Abstract

Constrained by the transimpedance limit, the conventional 1-stage shunt-feedback transimpedance amplifier (1S-SF-TIA) suffers poor noise and gain at higher data rates. In this paper, we propose to use a multi-stage stagger-tuned amplifier (MSTA) to constitute TIA (MSTA-TIA), which not only transcends the transimpedance limit of 1S-SF-TIA, but also realizes noise reduction in multiple fronts. First, the high-gain MSTA enables 17X TIA gain over 1S-SF-TIA, which effectively suppresses the white noise.

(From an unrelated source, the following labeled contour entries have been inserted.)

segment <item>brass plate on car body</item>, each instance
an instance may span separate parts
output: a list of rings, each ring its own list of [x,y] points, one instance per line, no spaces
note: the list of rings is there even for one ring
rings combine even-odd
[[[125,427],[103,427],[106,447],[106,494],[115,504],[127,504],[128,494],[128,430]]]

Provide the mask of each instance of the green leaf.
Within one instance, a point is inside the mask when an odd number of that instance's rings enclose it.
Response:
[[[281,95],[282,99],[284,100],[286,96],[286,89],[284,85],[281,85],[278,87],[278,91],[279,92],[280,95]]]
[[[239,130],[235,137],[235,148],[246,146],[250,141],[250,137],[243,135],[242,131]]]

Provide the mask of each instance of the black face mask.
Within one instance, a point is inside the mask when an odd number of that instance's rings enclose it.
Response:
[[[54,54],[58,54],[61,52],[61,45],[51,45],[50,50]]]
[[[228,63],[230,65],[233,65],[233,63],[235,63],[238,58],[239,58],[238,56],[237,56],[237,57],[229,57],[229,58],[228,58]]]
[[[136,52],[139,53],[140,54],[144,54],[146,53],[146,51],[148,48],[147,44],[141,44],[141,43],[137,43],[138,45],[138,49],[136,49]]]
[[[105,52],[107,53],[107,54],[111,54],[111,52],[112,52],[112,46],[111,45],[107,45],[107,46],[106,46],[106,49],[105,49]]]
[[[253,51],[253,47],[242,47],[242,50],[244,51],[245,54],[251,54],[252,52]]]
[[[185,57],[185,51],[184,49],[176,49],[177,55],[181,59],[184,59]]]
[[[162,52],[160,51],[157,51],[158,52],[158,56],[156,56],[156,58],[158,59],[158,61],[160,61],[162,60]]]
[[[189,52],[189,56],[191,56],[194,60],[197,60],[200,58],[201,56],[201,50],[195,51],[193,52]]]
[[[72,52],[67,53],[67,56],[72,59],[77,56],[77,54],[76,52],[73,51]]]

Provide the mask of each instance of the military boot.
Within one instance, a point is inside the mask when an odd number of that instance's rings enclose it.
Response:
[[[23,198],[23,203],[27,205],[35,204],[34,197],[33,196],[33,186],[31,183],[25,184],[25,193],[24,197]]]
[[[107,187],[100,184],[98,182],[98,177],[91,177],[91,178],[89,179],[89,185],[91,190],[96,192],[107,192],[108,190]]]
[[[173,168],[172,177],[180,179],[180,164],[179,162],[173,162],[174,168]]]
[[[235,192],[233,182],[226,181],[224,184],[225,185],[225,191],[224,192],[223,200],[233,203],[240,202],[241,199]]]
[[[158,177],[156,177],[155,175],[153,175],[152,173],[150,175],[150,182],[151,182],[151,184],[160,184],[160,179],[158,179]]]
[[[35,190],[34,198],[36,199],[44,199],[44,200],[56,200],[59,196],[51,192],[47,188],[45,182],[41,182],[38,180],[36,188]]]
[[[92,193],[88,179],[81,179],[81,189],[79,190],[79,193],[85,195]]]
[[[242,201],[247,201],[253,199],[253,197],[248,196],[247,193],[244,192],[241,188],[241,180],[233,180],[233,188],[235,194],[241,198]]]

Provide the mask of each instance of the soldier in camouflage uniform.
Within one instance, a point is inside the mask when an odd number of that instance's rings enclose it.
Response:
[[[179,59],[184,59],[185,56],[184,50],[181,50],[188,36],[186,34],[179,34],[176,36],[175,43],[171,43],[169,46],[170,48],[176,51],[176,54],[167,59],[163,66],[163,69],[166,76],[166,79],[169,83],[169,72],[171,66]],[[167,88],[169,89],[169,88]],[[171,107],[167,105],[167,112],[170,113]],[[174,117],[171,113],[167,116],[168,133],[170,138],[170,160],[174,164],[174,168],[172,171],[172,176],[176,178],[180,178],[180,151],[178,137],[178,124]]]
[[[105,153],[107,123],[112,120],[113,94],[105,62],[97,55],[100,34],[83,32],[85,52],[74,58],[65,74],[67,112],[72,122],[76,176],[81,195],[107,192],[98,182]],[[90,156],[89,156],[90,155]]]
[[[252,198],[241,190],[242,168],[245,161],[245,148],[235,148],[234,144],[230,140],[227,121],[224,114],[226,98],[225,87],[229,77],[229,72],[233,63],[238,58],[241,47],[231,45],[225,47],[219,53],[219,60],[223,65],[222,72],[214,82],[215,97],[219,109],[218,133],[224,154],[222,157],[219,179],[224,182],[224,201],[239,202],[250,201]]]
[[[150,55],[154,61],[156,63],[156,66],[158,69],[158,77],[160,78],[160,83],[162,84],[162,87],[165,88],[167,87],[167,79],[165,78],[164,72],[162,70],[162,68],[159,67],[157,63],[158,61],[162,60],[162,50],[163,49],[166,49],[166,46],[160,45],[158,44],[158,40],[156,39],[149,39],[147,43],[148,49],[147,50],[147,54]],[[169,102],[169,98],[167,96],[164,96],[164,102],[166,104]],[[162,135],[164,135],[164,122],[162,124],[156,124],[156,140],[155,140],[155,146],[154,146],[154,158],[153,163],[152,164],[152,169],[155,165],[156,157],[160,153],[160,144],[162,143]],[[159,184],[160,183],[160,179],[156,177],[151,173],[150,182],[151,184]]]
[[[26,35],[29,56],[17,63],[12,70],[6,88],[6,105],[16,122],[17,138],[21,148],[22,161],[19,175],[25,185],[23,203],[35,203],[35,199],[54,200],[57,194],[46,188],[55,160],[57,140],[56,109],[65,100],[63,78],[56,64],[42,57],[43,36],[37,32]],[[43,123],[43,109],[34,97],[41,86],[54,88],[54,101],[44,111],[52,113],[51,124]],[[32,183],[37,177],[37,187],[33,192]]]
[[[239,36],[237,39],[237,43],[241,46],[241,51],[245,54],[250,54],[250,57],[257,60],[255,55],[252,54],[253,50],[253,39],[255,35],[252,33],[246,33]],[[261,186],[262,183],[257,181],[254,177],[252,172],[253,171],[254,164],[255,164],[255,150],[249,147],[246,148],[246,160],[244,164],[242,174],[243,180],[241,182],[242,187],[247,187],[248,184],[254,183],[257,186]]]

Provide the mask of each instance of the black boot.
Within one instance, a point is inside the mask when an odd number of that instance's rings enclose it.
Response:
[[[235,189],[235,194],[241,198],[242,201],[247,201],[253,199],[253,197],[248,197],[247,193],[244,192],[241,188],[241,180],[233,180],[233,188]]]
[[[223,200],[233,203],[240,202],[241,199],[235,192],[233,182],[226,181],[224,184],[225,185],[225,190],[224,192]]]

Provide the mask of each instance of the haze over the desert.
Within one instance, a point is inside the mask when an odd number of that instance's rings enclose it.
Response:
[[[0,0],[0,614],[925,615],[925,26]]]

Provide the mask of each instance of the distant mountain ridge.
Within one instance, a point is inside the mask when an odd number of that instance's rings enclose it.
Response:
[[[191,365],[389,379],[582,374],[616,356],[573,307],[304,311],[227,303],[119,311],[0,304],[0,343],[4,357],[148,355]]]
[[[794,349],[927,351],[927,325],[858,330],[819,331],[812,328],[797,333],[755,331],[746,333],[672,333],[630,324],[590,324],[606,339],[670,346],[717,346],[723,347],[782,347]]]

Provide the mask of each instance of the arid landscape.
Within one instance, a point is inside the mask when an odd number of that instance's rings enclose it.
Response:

Second, the MSTA realizes at least 2.8X~1.6 lower noise than the conventional multi-stage amplifier, which is essential to form low-noise TIA since the amplifier noise usually dominates. Third, the TIA built upon the 3-stage STA also shows steeper out-of-band roll-off to enable high-frequency noise reduction. Overall, the MSTA-TIA achieves 6.9X and 1.9X noise power reduction over conventional single-stage and multi-stage SF-TIAs. As a demonstration, a 10 Gb/s optical receiver front-end prototype employing proposed MSTA-TIA topology is implemented in a standard $0.18~\mu \text{m}$ CMOS technology. It achieves transimpedance gain of 68.3dB $\Omega $ , electrical bandwidth of 8.5GHz, and excellent input-referred noise current of $0.97~\mu $ Arms. The chip occupies 0.78 mm2 while consuming 43 mA from 1.8 V power supply. The low-noise design methodology in this paper empowers mature CMOS to compete with SiGe to make low-noise high-gain optical IC.